In this report, the results of renal transplantation in patients with renal amyloidosis were retrospectively analysed and compared with the control group. Fifteen (3.04%) of the 493 renal transplant recipients whom were followed up in Istanbul School of Medicine transplant outpatient clinic, between 1983 and 1997, were included in the study. The etiology of amyloidosis was familial Mediterranean fever in all patients. The mean follow-up period was 38.3 +/- 31.8 (range 7-65) months. Twelve of the patients were male and 3 female with the mean age 34.13 +/- 10.87 (range 21-60) years. Seven patients had living related, 4 living-unrelated and 4 cadaveric donors. Five patients were lost because of different complications: Three patients died from cardiac amyloidosis all with well functioning grafts, 2, 3 and 36 months after the operation. Sepsis and cardiovascular failure was the probable cause of death in 1 patient who also had chronic rejection. Another one patient with chronic rejection died from hepatic failure. Acute rejection developed in 2 patients. Renal functions of these patients improved by anti-rejection therapies. Chronic rejection developed in 3 patients.
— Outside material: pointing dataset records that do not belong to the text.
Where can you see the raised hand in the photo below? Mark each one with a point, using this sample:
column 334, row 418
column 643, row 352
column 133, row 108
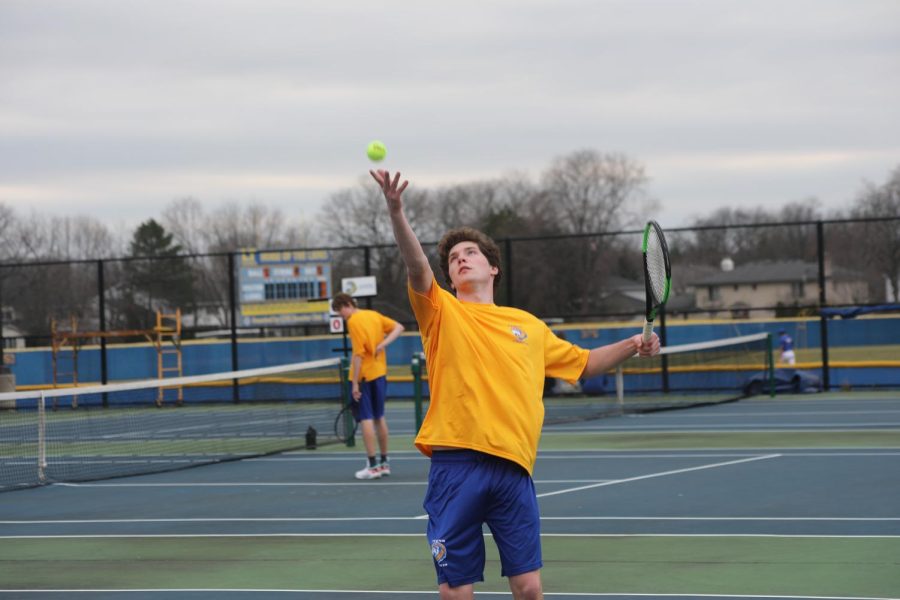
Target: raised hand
column 648, row 348
column 391, row 187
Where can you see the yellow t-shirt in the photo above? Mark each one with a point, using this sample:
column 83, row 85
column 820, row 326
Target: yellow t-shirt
column 486, row 368
column 367, row 329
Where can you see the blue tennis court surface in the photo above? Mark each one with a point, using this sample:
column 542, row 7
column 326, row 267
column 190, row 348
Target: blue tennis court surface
column 827, row 476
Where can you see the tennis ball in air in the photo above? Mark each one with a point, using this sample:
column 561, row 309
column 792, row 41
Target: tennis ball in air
column 376, row 151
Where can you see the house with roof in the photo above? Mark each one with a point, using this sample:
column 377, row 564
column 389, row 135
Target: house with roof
column 774, row 286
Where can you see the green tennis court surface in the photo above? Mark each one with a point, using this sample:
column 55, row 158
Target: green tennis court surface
column 793, row 497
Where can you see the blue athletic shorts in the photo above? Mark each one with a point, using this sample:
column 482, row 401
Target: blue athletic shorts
column 466, row 489
column 371, row 403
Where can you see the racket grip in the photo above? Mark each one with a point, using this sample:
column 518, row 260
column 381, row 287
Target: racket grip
column 648, row 330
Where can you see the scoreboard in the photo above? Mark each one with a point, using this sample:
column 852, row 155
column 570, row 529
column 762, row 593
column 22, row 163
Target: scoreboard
column 289, row 287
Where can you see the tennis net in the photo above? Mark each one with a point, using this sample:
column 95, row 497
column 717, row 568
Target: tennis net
column 681, row 376
column 104, row 431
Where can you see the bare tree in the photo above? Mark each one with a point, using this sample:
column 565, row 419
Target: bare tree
column 880, row 240
column 591, row 193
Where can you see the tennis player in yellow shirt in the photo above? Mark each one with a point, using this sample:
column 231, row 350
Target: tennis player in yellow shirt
column 370, row 333
column 486, row 366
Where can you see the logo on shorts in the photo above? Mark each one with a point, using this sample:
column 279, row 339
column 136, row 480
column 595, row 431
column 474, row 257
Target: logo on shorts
column 439, row 552
column 520, row 335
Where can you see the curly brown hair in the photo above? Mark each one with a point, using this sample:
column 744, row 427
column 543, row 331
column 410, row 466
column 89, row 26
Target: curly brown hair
column 487, row 246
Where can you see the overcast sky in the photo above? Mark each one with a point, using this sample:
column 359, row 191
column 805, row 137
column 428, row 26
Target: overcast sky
column 114, row 108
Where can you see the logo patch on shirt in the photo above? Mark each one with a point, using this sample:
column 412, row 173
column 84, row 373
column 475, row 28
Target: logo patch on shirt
column 439, row 552
column 517, row 332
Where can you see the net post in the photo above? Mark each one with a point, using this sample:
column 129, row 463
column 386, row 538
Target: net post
column 770, row 365
column 416, row 367
column 42, row 439
column 620, row 389
column 346, row 400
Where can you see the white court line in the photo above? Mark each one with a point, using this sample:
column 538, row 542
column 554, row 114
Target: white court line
column 430, row 593
column 787, row 413
column 357, row 535
column 661, row 474
column 191, row 484
column 367, row 519
column 725, row 427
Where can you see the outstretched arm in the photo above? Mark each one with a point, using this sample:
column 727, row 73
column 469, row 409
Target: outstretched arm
column 604, row 358
column 417, row 267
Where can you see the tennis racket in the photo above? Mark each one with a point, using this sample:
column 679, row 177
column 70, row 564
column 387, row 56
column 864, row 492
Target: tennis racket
column 657, row 273
column 346, row 422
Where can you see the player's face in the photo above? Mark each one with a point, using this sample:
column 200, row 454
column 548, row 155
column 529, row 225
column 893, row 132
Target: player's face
column 468, row 265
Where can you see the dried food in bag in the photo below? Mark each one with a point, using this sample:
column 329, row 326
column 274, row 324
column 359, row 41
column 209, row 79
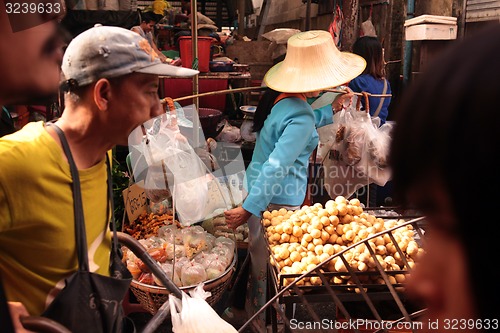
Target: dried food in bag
column 229, row 243
column 194, row 239
column 171, row 234
column 158, row 254
column 173, row 276
column 215, row 268
column 192, row 274
column 146, row 278
column 174, row 251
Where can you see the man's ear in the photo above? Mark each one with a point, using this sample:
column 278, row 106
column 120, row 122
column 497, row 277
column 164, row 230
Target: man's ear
column 102, row 94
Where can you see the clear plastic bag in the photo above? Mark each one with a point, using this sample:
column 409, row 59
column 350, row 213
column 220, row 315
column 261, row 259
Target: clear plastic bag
column 170, row 167
column 194, row 239
column 193, row 314
column 193, row 273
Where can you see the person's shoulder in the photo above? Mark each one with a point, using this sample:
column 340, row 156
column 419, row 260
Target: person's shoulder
column 294, row 108
column 19, row 140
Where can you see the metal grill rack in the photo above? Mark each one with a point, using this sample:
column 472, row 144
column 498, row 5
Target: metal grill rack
column 288, row 290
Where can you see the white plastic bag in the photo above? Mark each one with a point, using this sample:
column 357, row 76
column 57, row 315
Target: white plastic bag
column 193, row 314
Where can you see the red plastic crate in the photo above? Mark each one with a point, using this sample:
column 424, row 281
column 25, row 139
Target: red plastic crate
column 180, row 87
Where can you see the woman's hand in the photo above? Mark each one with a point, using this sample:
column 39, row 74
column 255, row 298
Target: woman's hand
column 343, row 100
column 236, row 217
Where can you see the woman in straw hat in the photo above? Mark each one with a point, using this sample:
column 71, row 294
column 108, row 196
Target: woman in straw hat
column 285, row 126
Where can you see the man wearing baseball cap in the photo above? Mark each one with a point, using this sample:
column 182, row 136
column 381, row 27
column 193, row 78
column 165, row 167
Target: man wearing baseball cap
column 110, row 76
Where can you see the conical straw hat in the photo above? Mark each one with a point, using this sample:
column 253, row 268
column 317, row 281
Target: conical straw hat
column 313, row 63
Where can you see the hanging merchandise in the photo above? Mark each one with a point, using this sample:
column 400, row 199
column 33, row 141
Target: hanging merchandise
column 335, row 27
column 163, row 157
column 367, row 28
column 355, row 151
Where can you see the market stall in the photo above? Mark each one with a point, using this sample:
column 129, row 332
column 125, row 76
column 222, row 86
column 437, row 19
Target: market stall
column 357, row 269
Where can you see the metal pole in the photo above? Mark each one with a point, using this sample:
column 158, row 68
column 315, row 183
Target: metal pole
column 308, row 15
column 194, row 45
column 410, row 13
column 241, row 17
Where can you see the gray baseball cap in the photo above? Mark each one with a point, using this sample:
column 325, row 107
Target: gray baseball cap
column 107, row 52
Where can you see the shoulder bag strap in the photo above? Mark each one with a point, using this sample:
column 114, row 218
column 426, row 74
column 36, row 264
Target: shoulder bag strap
column 381, row 100
column 111, row 210
column 80, row 234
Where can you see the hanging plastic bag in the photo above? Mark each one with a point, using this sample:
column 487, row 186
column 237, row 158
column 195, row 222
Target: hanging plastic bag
column 170, row 166
column 341, row 174
column 193, row 314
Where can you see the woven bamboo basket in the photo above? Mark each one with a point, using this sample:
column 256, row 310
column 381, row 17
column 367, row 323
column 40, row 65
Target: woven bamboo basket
column 152, row 297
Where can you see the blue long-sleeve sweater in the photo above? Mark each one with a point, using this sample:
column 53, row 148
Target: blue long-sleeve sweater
column 278, row 171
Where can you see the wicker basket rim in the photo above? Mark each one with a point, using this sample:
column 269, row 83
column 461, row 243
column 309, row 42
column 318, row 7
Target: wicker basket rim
column 209, row 284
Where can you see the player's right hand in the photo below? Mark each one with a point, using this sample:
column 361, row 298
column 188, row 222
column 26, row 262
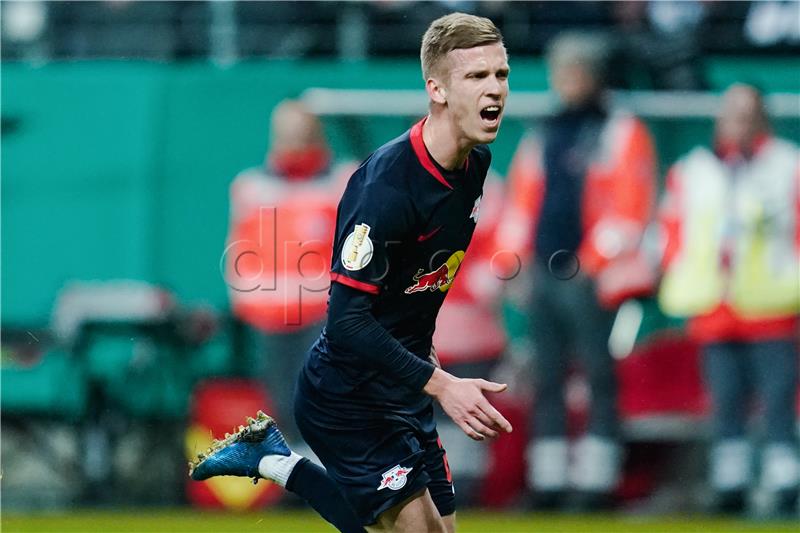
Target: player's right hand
column 463, row 400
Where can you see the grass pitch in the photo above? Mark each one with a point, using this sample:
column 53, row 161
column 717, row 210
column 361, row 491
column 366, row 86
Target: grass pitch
column 281, row 521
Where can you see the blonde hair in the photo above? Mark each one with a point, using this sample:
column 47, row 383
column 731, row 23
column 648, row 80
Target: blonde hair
column 452, row 32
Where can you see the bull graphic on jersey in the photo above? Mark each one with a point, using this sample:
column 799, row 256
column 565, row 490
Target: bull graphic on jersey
column 439, row 279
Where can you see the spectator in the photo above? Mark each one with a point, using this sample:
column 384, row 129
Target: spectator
column 580, row 197
column 279, row 245
column 731, row 265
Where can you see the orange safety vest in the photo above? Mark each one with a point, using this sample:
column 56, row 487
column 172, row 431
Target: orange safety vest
column 278, row 251
column 617, row 203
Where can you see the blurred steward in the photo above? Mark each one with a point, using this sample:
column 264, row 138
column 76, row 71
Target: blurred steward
column 581, row 194
column 730, row 218
column 279, row 245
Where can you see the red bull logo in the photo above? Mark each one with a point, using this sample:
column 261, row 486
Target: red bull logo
column 395, row 478
column 439, row 279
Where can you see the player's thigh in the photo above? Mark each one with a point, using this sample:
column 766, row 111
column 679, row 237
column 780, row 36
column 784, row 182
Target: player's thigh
column 416, row 514
column 450, row 523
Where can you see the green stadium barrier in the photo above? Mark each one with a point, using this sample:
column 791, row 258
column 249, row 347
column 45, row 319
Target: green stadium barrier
column 55, row 385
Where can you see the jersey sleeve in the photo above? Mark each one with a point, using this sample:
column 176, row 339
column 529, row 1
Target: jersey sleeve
column 353, row 330
column 374, row 220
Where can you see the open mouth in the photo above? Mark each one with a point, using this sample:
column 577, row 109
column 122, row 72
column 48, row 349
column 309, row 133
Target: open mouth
column 491, row 114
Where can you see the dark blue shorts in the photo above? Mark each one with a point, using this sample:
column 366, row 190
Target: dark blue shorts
column 377, row 462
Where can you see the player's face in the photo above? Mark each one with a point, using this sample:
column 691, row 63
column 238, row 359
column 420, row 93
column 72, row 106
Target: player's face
column 477, row 89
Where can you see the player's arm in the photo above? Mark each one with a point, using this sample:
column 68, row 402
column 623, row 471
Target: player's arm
column 352, row 328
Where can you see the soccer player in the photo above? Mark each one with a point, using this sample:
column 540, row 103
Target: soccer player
column 364, row 400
In the control group, acute rejection and chronic rejection were diagnosed in 5 and 1 patients, retrospectively. While 1 patients returned to hemodialysis in control group, the others are alive with satisfactory graft function. There was no death in control group. The 5-yr graft and patient survival rates in amyloidosis and the control groups were 75, 77, 95 and 100%, respectively. It was concluded that although transplantation is not a contraindication for the treatment of end stage renal failure in patients with renal amyloidosis, it carries high risk of cardiac complications in the postoperative period. Detailed preoperative cardiovascular evaluations are mandatory in these patients and this intervention should improve the prognosis by excluding the patients who have already been complicated with this problem.
在本报告中,对肾淀粉样变性患者肾移植的结果进行了回顾性分析,并与对照组进行了比较。1983年至1997年间在伊斯坦布尔医学院移植门诊接受随访的493例肾移植受者中,有15例(3.04%)纳入本研究。所有患者淀粉样变性的病因均为家族性地中海热。平均随访期为38.3±31.8(范围7 - 65)个月。患者中12例为男性,3例为女性,平均年龄34.13±10.87(范围21 - 60)岁。7例患者的供体为活体亲属,4例为活体非亲属,4例为尸体供体。5例患者因不同并发症失访:3例患者死于心脏淀粉样变性,移植肾均功能良好,分别在术后2个月、3个月和36个月死亡。1例同时合并慢性排斥反应的患者死于败血症和心血管衰竭,可能是死亡原因。另1例合并慢性排斥反应的患者死于肝功能衰竭。2例患者发生急性排斥反应。这些患者的肾功能通过抗排斥治疗得到改善。3例患者发生慢性排斥反应。对照组中,回顾性诊断出5例急性排斥反应和1例慢性排斥反应。对照组中有1例患者恢复血液透析,其他患者移植肾功能良好存活。对照组无死亡病例。淀粉样变性组和对照组的5年移植肾存活率和患者存活率分别为75%、77%、95%和100%。得出的结论是,虽然移植并非肾淀粉样变性患者终末期肾衰竭治疗的禁忌证,但术后心脏并发症风险较高。对这些患者进行详细的术前心血管评估是必要的,这种干预措施应通过排除已合并该问题的患者来改善预后。